FDA’s Center for Food Safety and Applied Nutrition (CFSAN) initiated a survey of benzene levels in soft drinks following receipt of the November 2005 reports. This survey indicates that the vast majority of beverages sampled (including those containing both benzoate salts and ascorbic acid) contain either no detectable benzene levels or are well below the 5 parts per billion (ppb) U.S. water standard. The results of this survey, which will be released in the near future, indicate that the levels of benzene in these beverages do not pose a safety concern.

Source

Apr. 13 – EU Seeks Biotech-Food Consultations to Ease Worries

April 13th, 2006

Bloomberg has a terrific article on the biotech industry and GMO crops. This section, in particular, should be of interest to some of Nexreg‘s readers and clients:

The EU introduced stricter gene-modified food laws, including new rules on labeling, and created a food agency to screen biotech applications before ending its ban two years ago.

National governments can still slow or block approvals because the commission must consult national authorities when it plans to give permission for the EU-wide sale of gene-modified products for food, animal feed or cultivation.

The 10 approvals since the EU moratorium ended all resulted from the commission acting on its own after member states failed to muster a sufficient majority for or against, a stalemate that drags decisions out for months.

The World Trade Organization ruled in February that the EU moratorium was illegal and left unanswered the question of whether the current pace of approvals is compatible with global- trade rules.
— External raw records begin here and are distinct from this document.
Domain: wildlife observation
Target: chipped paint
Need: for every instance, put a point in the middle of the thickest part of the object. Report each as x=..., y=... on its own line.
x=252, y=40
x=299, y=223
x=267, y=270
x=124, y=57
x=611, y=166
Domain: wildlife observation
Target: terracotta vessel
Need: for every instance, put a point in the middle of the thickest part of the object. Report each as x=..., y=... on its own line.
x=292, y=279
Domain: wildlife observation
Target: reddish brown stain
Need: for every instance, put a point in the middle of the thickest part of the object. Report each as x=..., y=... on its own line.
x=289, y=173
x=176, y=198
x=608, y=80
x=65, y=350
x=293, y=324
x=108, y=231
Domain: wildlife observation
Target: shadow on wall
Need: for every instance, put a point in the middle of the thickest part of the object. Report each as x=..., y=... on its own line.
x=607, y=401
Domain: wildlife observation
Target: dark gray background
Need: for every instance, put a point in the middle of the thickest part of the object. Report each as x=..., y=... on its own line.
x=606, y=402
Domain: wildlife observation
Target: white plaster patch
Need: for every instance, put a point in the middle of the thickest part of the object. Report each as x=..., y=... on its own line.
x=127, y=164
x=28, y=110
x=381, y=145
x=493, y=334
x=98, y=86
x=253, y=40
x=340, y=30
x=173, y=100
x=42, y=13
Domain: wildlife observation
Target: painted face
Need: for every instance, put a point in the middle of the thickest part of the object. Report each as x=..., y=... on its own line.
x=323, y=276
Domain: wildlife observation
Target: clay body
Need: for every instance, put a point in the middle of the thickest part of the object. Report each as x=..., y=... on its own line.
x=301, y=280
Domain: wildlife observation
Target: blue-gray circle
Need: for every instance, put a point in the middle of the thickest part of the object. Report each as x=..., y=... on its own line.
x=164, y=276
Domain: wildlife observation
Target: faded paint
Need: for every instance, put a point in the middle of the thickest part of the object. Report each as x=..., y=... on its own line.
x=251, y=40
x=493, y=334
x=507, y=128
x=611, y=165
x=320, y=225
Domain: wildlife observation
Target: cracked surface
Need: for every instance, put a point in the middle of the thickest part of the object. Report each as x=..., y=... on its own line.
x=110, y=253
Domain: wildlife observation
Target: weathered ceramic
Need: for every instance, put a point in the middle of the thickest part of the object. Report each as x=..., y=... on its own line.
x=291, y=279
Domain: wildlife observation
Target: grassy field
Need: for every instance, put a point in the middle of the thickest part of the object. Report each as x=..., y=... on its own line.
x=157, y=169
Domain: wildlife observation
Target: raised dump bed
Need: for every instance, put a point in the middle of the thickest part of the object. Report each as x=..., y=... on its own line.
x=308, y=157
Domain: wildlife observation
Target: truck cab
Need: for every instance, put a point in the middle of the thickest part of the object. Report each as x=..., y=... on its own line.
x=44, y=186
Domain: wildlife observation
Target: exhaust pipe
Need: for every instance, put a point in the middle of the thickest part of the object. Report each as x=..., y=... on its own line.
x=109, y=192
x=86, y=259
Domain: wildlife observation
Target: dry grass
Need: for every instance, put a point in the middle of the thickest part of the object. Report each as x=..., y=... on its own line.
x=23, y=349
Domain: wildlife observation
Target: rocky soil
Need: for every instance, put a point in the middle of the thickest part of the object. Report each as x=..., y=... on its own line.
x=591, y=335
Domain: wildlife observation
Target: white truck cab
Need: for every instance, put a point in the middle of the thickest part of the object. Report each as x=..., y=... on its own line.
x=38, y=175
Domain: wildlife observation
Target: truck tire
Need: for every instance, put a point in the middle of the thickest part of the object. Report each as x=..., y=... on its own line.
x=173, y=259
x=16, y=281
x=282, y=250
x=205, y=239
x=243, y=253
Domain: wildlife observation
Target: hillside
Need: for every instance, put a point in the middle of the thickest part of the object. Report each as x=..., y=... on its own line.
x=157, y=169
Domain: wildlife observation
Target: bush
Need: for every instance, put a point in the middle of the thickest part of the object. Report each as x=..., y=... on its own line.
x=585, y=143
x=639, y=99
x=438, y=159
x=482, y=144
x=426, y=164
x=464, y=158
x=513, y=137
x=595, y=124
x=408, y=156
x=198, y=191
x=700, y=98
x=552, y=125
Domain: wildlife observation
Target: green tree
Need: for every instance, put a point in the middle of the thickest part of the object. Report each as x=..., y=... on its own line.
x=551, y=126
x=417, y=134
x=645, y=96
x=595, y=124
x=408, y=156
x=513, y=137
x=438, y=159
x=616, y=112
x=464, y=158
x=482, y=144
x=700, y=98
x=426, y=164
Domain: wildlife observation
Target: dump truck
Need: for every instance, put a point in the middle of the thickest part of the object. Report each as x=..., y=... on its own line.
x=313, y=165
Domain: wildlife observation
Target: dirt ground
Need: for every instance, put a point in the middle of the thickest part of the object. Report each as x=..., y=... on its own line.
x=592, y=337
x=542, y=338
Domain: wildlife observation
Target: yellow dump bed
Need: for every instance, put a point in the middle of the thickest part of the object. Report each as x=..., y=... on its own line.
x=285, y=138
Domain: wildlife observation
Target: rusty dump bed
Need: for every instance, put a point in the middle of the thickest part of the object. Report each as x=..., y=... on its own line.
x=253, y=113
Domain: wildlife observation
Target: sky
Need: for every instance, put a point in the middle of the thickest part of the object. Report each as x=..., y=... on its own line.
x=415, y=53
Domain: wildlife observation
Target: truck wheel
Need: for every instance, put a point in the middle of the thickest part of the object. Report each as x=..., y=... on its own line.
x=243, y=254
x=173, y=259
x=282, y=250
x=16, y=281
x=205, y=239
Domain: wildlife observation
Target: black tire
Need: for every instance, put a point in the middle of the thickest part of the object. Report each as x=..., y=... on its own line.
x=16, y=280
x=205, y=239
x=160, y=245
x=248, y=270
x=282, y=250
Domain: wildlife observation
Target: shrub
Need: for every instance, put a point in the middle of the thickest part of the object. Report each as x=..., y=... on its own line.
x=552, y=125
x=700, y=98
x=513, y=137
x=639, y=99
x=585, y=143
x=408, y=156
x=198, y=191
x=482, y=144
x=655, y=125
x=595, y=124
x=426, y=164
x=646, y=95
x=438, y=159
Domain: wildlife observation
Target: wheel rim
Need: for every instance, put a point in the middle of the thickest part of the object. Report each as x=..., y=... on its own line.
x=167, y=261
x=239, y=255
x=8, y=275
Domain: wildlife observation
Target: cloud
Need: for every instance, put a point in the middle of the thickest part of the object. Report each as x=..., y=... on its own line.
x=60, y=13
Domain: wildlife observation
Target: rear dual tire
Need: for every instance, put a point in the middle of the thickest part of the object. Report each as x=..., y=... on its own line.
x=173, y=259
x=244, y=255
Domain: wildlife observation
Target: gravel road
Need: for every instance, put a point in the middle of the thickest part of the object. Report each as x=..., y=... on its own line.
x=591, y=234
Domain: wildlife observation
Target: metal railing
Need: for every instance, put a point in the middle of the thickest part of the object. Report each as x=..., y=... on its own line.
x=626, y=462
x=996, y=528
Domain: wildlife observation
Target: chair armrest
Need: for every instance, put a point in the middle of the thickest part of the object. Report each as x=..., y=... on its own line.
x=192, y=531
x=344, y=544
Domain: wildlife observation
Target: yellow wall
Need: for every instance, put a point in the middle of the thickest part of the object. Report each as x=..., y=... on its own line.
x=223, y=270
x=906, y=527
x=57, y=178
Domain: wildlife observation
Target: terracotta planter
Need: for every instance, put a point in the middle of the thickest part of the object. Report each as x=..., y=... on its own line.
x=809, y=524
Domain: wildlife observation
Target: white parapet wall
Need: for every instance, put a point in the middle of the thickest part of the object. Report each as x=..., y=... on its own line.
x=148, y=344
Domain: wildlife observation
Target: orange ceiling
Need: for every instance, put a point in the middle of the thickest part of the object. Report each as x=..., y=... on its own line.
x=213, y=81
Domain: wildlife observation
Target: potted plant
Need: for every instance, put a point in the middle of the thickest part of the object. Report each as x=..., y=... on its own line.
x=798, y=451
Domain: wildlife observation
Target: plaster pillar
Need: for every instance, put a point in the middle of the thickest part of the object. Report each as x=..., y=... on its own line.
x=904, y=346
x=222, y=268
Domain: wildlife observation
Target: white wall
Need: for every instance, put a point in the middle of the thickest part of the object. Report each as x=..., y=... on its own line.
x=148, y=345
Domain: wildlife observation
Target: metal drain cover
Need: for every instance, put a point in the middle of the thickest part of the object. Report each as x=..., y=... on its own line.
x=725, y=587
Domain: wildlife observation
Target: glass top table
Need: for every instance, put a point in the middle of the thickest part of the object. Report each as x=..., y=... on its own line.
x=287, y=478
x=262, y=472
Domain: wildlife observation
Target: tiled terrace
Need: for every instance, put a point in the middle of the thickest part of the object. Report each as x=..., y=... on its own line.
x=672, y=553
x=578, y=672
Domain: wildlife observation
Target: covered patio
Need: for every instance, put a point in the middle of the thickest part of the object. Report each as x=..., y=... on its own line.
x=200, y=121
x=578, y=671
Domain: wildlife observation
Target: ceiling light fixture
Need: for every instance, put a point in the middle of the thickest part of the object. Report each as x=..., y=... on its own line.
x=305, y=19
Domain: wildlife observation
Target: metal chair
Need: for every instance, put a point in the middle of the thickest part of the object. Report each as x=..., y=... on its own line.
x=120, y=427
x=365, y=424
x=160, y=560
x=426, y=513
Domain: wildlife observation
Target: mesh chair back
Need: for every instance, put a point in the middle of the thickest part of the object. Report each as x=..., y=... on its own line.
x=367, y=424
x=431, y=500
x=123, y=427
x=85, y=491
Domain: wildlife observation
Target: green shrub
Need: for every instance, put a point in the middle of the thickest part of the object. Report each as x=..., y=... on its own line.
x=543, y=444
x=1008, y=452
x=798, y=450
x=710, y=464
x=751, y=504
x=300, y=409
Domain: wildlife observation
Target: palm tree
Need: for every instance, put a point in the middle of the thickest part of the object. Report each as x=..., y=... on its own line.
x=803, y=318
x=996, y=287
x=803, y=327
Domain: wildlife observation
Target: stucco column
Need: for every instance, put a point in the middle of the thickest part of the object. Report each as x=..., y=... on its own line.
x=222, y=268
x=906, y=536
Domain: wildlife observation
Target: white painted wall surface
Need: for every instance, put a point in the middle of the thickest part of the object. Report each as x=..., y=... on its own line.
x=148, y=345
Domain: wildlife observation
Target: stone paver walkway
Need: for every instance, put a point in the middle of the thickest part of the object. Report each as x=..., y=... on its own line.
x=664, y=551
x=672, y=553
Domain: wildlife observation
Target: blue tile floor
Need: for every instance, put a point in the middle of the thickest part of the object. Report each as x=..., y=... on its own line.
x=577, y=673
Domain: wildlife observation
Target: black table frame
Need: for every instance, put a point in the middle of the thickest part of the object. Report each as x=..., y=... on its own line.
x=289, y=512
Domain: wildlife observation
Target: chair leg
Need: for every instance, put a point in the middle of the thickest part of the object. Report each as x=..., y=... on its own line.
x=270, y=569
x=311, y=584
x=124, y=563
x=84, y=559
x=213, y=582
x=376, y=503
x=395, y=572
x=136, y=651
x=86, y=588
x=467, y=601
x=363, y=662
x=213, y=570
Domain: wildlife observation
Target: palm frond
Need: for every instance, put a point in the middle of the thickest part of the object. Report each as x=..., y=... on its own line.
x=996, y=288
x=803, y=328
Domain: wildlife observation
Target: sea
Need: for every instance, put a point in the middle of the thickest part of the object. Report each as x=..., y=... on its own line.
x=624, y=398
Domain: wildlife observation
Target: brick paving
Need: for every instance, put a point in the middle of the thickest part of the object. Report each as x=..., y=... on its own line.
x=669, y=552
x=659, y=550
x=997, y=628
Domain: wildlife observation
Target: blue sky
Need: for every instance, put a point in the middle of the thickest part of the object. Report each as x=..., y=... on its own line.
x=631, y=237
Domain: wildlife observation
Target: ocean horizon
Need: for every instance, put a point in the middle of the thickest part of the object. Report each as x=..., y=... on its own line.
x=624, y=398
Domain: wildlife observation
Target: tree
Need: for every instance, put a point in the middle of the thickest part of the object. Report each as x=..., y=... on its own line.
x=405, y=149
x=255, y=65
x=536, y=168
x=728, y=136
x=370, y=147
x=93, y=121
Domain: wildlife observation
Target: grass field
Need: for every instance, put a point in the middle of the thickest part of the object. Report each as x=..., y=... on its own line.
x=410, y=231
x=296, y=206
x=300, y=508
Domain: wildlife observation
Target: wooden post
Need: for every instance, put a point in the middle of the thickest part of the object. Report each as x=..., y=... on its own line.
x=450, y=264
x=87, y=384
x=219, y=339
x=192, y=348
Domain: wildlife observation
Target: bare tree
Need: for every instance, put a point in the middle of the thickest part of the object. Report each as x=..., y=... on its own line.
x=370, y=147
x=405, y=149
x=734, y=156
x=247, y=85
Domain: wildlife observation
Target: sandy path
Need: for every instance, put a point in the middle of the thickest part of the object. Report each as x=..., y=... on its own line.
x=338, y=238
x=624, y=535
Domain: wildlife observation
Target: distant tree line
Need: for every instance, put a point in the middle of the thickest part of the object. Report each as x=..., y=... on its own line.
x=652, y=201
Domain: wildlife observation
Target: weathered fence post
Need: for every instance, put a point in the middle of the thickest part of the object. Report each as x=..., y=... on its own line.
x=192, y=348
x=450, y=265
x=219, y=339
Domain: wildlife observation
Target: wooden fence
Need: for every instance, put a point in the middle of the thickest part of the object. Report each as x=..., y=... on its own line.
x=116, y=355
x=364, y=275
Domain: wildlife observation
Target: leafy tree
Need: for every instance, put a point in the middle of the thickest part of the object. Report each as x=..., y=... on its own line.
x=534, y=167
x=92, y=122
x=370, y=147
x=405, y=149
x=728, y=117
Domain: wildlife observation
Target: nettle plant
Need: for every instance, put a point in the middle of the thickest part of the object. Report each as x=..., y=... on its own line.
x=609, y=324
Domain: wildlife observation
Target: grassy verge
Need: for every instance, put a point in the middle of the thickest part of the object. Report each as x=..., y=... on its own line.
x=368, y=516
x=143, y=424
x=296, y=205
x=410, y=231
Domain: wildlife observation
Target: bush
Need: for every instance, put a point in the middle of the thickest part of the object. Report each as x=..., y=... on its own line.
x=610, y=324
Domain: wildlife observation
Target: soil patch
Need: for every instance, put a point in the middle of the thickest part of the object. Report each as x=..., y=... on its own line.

The WTO ruling resulted from a complaint by the U.S., Argentina and Canada, the world’s three biggest growers of gene-modified seeds.

See the full article at Bloomberg.com.

Apr. 12 – Plaintiff lawyer tells jury to send message with Vioxx damages

April 12th, 2006

An article on Marketwatch discusses how much Merck believes putting a warning label on Vioxx would cost their company in sales:

Another figure thrown out by Lanier was $229 million. That’s the amount of Vioxx sales that an internal Merck analysis once found the company would lose if it had to put a stricter heart-warning label on Vioxx earlier than expected. Vioxx sales were about $2.5 billion in 2003, the last full year the drug was on the market.
The $229 million figure also happens to be the amount that a Texas state jury awarded last year in punitive damages to the widow of a man who had a fatal heart attack after using Vioxx – the only other Vioxx case in which punitive damages were awarded. That amount is expected to be reduced under Texas law.
Merck’s Jones also told jurors that Merck’s profits from Vioxx sales in New Jersey were about $56 million. She said that’s a lot of money but jurors should “put it into perspective,” noting that jurors already had awarded about 8% of that to McDarby and his wife last week.